Microsoft has joined the throngs of excited Black Friday shoppers to snap up desktop virtualization specialist FSLogix.
The software giant named FSLogix as one of its partners when it launched its Windows Virtual Desktop product back in September. Mentioned in the same breath as the likes of Citrix and CloudJumper, the Altanta-based company will now assist the gang at Redmond in their march toward a cloudier Windows world.
Launched in 2012, FSLogix is all about cutting down the time required to support virtual desktops while speeding performance. The company's flagship product allows a single Windows image to be created that can serve any number of users by only showing the apps, folders and so on to which they have access. That access is governed by policies that will be familiar to hard-pressed admins.
What will have raised an eyebrow at Microsoft is the FSLogix Office 365 Container, which eases the performance headaches of running the likes of Outlook, OneDrive and OneNote in a virtualized desktop, thanks in part to some clever caching technology.

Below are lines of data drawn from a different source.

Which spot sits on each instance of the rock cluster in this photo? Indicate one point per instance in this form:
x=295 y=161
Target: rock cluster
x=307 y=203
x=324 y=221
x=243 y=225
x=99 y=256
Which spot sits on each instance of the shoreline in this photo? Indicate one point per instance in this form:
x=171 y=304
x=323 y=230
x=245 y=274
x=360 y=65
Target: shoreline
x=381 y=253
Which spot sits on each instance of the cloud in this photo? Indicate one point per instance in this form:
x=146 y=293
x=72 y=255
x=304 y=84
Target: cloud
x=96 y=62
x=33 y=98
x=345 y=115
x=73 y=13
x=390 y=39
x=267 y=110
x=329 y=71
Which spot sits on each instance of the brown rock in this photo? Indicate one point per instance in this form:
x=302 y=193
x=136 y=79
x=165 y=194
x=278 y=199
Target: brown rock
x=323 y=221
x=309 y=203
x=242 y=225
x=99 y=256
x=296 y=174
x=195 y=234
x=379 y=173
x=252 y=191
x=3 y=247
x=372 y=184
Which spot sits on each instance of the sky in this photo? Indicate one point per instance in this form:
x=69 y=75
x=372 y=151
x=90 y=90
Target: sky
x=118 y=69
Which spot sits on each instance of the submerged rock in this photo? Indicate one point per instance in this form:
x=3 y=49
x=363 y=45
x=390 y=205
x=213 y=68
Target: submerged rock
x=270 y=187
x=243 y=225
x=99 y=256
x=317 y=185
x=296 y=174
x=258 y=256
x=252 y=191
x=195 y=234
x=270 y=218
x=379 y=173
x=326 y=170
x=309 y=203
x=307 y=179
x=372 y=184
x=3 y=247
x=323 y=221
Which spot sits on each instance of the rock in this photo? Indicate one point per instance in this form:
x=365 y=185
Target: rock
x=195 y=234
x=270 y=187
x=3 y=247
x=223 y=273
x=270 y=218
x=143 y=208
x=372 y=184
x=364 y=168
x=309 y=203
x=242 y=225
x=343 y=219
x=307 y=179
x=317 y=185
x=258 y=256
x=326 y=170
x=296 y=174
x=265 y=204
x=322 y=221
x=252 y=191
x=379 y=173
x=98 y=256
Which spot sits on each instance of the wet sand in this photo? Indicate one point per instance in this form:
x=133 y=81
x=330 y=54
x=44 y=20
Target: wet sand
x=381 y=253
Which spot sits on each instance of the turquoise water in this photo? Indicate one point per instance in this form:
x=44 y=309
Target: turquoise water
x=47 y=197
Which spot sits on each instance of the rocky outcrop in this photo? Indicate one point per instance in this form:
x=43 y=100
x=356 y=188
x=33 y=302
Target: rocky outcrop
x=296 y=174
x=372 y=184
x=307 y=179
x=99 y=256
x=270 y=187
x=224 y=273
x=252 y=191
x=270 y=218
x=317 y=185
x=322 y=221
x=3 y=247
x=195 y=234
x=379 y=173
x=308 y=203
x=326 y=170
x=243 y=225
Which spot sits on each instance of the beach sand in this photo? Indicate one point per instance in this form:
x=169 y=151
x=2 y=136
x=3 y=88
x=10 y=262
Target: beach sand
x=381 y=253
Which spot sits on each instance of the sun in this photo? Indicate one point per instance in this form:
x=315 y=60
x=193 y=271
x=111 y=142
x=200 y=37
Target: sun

The company reckons its tools allow admins to deliver "near-native or better performance".
The Cloud Cache functionality allows user information to be stored in multiple locations on premises or in the cloud and, while originally announced back in May, made an appearance in FSLogix's Office 365 line-up in October.
In its announcement, Microsoft acknowledged the benefit its new acquisition will bring to the virtualized Office 365 world, and said "with FSLogix enabling faster load times for user profiles in Outlook and OneDrive, Office 365 ProPlus will become even more performant in multi-user virtual environments" before adding "including Windows Virtual Desktop" in case you were in any doubt where things are heading.
The terms of the acquisition have not been disclosed, although in his blog post trumpeting the deal, FSLogix founder and CTO Randy Cook was keen to reassure customers that "it's still business as usual" before adding ominously that "FSLogix will soon integrate with Microsoft and join the strength of its enterprise productivity solutions".
While we have contacted FSLogix to find out what the deal means for the non-Windows world, Citrix or VMware users need not panic immediately, since the company's wares run inside the Windows client OS (Windows 7 and Server 2008 R2 onwards). Thus the technology should continue to work seamlessly with Virtual Desktop Infrastructure (VDI) platforms.
Microsoft has not announced any plans to tie its new toy down to the Azure-based Windows Virtual Desktop (the preview of which is due before the end of year).
This is no bad thing. After all, Azure has had a few problems of its own. ®
Updated to add at 0941 on 20 November
A Microsoft spokesperson assured us that “The entire FSLogix team including development, product management, sales and support teams will become part of Microsoft and join the Microsoft Windows Virtual Desktop team.”
As for the likes of Citrix, it is indeed business as usual. For the time being. The same Microsoft mouthpiece told The Register that FSLogix would carry on working under existing distribution and reseller arrangements before adding ominously "until additional direction is provided".
What Microsoft is going to actually to do with the technology is still "under discussion". Providing "the best experience possible for Windows Virtual Desktops and Office 365 inside of Virtual Desktops" is the ultimate goal.